Preclinical studies have shown that UB-312-induced antibodies preferentially bind to disease-related forms of alpha-synuclein, prevent their aggregation, and even promote their disaggregation. This inhibition occurred while preserving motor function, body weight, and survival in mouse models of alpha-synuclein-mediated disease.
The potential therapeutic activity of UB-312 also was successfully assessed in brain tissue samples collected post-mortem from patients with Parkinson’s disease, dementia with Lewy bodies, and multiple system atrophy.
“Aggregated alpha-synuclein plays a prominent role in multiple disorders of cognition, movement and autonomic function. The ability of UB-312 antisera to target toxic alpha-synuclein species in several disorders will allow us to address multiple neurodegenerative conditions including Parkinson’s disease,” said Ajay Verma, MD, PhD, chief medical officer of UNS.

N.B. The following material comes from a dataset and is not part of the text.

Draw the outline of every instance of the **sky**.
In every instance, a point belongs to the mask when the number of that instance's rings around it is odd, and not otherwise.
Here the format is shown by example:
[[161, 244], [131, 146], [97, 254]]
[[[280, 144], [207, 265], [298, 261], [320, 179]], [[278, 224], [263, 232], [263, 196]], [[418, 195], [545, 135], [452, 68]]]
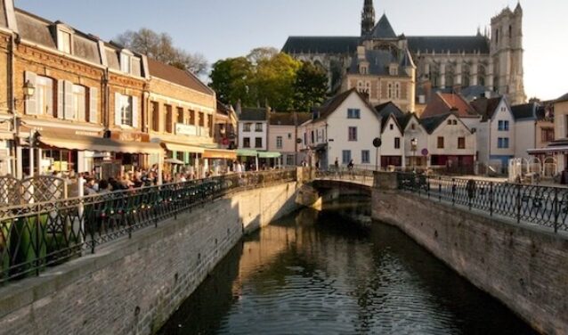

The company already has initiated an observational study to establish a biomarker to determine UB-312’s potential in a trial-ready group of Parkinson’s patients in the United Kingdom. It also is planning to launch a Phase 1 trial in The Netherlands to explore the clinical activity of UB-312 by 2019.
“Expansion of UNS’ proprietary ‘Endobody’ vaccine technology platform to other targets affirms our goal of becoming a global leader in neurodegenerative disorders and asserts our vision of democratizing brain health,” said Mei Mei Hu, UNS’ CEO.
UNS’ lead vaccine candidate UB-311, which was developed to target amyloid-beta protein aggregates, is currently in clinical development in an ongoing Phase 2 trial (NCT02551809) in patients with mild Alzheimer’s disease.